O de Mouzinho da Silveira e o da Rua das Musas, "em fase de adjudicação", têm a "consignação [entrega ao empreiteiro] da obra" prevista "até ao final deste ano", diz a autarquia.

Na rua Fernão de Magalhães e no Leal, os projetos estão "em conclusão", prevendo-se "a consignação da obra" em março e abril de 2013, respetivamente, acrescenta o município.

A proposta aprovada em reunião camarária de 17 de novembro de 2009, com vista à constituição de um Fundo Especial de Investimento Imobiliário (FEII) para demolir o Aleixo, previa a construção de 300 habitações sociais no concelho em três terrenos e edifícios para reabilitar no centro histórico cedidos pela Câmara.

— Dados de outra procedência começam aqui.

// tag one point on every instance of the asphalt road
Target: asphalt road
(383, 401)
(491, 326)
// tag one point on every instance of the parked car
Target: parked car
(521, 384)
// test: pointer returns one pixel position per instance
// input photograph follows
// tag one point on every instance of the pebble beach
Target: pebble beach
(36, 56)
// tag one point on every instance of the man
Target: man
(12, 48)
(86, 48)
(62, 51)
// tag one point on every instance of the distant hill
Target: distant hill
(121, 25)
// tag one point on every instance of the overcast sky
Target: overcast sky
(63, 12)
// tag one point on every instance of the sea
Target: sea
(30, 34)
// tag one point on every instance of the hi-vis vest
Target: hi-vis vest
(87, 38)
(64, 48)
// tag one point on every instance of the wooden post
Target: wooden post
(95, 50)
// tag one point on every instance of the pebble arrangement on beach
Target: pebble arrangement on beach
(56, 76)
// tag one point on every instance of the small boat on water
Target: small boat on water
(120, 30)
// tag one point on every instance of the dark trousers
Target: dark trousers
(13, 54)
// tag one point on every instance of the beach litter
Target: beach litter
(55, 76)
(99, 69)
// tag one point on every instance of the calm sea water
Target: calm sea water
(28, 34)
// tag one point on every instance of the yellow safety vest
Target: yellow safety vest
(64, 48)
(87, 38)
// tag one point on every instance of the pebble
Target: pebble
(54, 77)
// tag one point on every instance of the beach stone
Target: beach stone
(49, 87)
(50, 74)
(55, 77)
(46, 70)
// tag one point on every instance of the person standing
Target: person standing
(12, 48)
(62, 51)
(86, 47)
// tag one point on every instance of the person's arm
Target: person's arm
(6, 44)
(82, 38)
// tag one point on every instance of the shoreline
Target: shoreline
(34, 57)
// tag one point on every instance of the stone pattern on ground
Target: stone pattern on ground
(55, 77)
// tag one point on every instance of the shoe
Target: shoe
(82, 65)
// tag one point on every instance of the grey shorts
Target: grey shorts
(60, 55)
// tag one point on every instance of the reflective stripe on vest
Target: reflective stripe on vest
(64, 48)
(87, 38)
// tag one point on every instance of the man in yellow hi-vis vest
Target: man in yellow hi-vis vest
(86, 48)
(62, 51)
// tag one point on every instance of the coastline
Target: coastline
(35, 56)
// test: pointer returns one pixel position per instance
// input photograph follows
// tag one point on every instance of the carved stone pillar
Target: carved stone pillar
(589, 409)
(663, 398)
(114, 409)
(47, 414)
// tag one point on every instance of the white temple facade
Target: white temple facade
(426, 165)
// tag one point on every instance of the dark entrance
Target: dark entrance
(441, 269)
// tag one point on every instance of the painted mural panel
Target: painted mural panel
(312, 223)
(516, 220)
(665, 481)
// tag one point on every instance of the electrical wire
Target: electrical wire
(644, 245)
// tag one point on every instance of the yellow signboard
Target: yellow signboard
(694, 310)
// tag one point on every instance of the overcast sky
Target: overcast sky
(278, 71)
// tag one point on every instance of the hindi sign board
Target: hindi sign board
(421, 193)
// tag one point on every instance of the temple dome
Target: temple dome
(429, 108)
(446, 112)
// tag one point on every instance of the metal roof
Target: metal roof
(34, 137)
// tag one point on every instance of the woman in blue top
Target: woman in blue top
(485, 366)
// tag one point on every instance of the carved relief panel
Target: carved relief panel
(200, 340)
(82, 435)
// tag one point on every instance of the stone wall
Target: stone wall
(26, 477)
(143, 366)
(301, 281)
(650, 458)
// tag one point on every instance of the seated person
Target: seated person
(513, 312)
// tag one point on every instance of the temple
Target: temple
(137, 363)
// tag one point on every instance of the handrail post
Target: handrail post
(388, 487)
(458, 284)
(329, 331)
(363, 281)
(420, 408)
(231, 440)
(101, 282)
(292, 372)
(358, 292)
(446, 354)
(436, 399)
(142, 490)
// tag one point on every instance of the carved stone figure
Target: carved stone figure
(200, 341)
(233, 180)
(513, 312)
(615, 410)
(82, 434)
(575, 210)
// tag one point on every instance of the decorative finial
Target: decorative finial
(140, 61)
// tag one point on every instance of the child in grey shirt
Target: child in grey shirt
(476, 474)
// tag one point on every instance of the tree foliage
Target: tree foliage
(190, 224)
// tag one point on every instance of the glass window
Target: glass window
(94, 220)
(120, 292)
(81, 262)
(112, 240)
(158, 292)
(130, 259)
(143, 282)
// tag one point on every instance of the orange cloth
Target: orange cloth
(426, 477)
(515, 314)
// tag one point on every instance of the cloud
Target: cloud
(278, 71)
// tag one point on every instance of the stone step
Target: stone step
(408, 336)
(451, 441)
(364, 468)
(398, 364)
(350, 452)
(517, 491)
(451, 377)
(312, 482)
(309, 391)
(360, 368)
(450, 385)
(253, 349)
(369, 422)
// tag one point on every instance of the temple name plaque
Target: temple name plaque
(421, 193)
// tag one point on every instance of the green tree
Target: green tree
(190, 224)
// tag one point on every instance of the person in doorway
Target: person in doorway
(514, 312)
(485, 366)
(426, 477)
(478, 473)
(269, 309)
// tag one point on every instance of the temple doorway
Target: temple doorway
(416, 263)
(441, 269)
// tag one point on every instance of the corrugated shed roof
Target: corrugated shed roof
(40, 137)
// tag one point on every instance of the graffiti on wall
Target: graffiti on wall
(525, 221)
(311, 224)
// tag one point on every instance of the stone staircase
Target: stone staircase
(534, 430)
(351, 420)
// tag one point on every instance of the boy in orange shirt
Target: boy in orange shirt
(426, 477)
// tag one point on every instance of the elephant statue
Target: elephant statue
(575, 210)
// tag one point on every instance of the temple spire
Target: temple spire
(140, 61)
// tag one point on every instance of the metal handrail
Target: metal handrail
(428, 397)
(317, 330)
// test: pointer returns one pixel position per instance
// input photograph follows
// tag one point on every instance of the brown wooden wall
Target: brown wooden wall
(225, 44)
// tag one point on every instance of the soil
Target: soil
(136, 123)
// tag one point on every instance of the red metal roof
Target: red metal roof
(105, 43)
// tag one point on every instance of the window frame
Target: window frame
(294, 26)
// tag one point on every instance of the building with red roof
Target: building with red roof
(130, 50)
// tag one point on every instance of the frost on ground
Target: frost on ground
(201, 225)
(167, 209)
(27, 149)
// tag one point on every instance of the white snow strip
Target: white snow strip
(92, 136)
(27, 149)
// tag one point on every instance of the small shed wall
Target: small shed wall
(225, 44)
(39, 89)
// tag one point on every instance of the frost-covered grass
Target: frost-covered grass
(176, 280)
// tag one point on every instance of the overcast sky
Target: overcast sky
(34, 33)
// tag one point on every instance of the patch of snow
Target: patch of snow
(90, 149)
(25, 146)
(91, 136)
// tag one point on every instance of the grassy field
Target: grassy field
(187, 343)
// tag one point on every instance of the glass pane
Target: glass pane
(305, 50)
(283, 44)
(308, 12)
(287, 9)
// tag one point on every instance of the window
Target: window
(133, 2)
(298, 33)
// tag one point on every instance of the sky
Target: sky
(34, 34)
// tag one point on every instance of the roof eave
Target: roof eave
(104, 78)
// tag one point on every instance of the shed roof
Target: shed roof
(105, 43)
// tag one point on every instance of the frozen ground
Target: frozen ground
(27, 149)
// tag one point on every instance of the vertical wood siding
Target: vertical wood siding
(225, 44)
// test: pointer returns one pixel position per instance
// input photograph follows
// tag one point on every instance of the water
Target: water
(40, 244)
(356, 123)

No bairro que agora tem apenas quatro torres de 13 andares, viviam no início do processo cerca de 960 pessoas distribuídas por 320 fogos, escrevia a revista da autarquia em outubro de 2008.

Em 2001, quando o então presidente da autarquia, Nuno Cardoso anunciou a intenção de demolir o complexo habitacional, contabilizavam-se 1.300 moradores.

Há um ano, a vereadora da Habitação revelou à Lusa terem sido realojadas 110 famílias (60 da torre 5 e 50 de outras torres), mantendo-se no bairro 220 agregados (o equivalente a cerca de 660 pessoas).

Os realojamentos aconteceram na freguesia de Lordelo do Ouro, nomeadamente nos bairros de "Lordelo, Pinheiro Torres e Pasteleira", acrescentou.

Construído há 38 anos, o bairro do Aleixo esteve sempre associado ao tráfico e consumo de droga, que ainda hoje se mantêm, mesmo durante o dia, constatou esta semana a Lusa no local.

A atual maioria PSD/CDS na Câmara do Porto decidiu criar um Fundo Especial de Investimento Imobiliário (FEII) para demolir o bairro com a ajuda de privados.

Em julho, foi aprovado um aumento da participação autárquica no FEII e a entrada do ex-futebolista e treinador António Oliveira no negócio.